The project categorizes 160K food orders from 100 different pizza shops. Multiple iterations of the ‘Bag of Words’ model alongside K-means clustering were used to solve the problem.
# imort libraries
import pandas as pd
# Import custom functions
from functions.data_preprocess import stopwords_n_stemming
from functions.plotting import plotly_pie_chart
from functions.clustering import Clustering_functions
# Instantiate class
clf = Clustering_functions()
[nltk_data] Downloading package stopwords to [nltk_data] C:\Users\etsia\AppData\Roaming\nltk_data... [nltk_data] Package stopwords is already up-to-date!
# Read original dataset
original_dataset = pd.read_csv('orderItems.csv')
# Get product_category and product name
testset = original_dataset.iloc[0:len(original_dataset), [7,11]].values
corpusname = stopwords_n_stemming(testset[:,0])
corpuscat = stopwords_n_stemming(testset[:,1])
# Creating a pd DataFrame with original index, product category, name and price
dataset = original_dataset.iloc[0:len(testset), [9]]
indexx=list(range(0, len(testset)))
dataset.insert(0, "original index", indexx, True)
dataset.insert(1, "product_category_name", corpuscat, True)

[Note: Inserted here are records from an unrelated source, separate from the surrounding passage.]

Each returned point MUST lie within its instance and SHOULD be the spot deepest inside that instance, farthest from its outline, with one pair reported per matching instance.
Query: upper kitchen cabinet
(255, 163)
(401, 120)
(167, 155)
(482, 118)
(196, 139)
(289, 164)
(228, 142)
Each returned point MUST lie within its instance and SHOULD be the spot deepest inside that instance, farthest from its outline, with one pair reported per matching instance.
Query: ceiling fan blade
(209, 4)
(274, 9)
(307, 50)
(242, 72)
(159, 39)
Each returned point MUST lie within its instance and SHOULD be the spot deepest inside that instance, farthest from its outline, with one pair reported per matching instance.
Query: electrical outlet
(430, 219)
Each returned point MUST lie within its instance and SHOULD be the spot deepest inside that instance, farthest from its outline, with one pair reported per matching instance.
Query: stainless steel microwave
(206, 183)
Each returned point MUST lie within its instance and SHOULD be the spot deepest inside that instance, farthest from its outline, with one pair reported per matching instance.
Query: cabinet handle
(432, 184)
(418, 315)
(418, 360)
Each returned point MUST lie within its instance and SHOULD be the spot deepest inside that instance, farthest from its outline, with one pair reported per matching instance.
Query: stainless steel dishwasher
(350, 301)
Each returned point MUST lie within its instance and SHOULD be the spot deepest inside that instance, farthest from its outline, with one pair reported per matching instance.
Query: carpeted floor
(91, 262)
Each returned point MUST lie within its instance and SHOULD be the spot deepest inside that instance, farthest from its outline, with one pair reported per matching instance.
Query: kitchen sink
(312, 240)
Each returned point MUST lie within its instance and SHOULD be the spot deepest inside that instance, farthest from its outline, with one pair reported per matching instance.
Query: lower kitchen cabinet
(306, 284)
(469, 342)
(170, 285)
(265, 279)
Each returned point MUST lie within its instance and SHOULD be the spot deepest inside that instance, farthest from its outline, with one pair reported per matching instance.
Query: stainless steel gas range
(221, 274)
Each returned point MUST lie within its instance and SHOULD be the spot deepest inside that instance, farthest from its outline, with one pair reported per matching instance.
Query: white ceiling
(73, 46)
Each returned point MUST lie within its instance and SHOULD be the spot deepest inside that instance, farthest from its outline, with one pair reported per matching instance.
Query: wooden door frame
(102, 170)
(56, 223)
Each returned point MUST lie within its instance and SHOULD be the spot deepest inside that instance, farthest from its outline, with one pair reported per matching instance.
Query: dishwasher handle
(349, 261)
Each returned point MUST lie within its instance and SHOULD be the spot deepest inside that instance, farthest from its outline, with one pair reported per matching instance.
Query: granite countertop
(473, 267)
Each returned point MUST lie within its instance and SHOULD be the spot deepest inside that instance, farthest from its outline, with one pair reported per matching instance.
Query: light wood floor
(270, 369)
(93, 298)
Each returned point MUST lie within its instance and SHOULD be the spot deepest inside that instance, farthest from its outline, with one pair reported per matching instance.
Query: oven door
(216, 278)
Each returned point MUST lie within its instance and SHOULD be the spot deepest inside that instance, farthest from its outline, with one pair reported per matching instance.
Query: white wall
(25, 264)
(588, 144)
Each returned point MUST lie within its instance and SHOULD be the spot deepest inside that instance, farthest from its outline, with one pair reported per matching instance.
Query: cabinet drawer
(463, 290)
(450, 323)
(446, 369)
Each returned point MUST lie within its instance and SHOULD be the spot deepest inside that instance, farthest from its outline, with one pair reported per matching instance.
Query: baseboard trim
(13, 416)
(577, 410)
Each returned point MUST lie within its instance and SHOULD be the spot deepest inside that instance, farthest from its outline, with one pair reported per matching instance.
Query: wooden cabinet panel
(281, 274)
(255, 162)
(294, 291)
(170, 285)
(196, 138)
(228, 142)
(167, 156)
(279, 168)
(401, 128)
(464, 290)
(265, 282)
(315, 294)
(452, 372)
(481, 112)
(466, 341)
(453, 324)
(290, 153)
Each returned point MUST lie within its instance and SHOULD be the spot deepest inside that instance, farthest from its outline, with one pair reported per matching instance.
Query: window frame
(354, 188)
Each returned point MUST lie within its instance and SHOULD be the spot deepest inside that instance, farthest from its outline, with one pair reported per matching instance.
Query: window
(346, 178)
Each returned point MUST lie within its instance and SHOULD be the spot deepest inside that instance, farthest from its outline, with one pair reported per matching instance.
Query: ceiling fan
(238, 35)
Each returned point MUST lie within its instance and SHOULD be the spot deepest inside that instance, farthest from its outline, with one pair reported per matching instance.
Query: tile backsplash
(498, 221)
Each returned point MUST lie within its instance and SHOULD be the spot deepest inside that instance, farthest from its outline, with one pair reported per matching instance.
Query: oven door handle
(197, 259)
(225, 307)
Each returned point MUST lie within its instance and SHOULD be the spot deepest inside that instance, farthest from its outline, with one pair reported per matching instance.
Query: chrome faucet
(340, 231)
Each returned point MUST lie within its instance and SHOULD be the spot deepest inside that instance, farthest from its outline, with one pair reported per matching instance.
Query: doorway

dataset.insert(2, "product_name", corpusname, True)
dataset.head(10)
| original index | product_category_name | product_name | product_type_price | |
|---|---|---|---|---|
| 0 | 0 | gourmet pizza | chicken cordon bleu pizza | 16.95 |
| 1 | 1 | starter | tasti garlic bread marinara sauc mozzarella chees | 4.75 |
| 2 | 2 | beverag | soda | 4.45 |
| 3 | 3 | pizza | tradit plain chees pizza | 8.00 |
| 4 | 4 | side order | onion ring | 4.99 |
| 5 | 5 | specialti pizza | roma pizza | 13.99 |
| 6 | 6 | side order | french fri gravi | 3.50 |
| 7 | 7 | greek specialti | lamb beef gyro platter | 11.99 |
| 8 | 8 | pasta dish | chicken il palio pasta | 8.99 |
| 9 | 9 | specialti pizza | tandori chicken pizza | 15.99 |
# define the plotting package
# Jupyter notebook is able to create interactive plotly figures
plotting_package = 'plotly'
# define if figures will be exported locally
export_graph = True
pizza_df = dataset[dataset['product_category_name'].str.contains(r'pizza')].copy()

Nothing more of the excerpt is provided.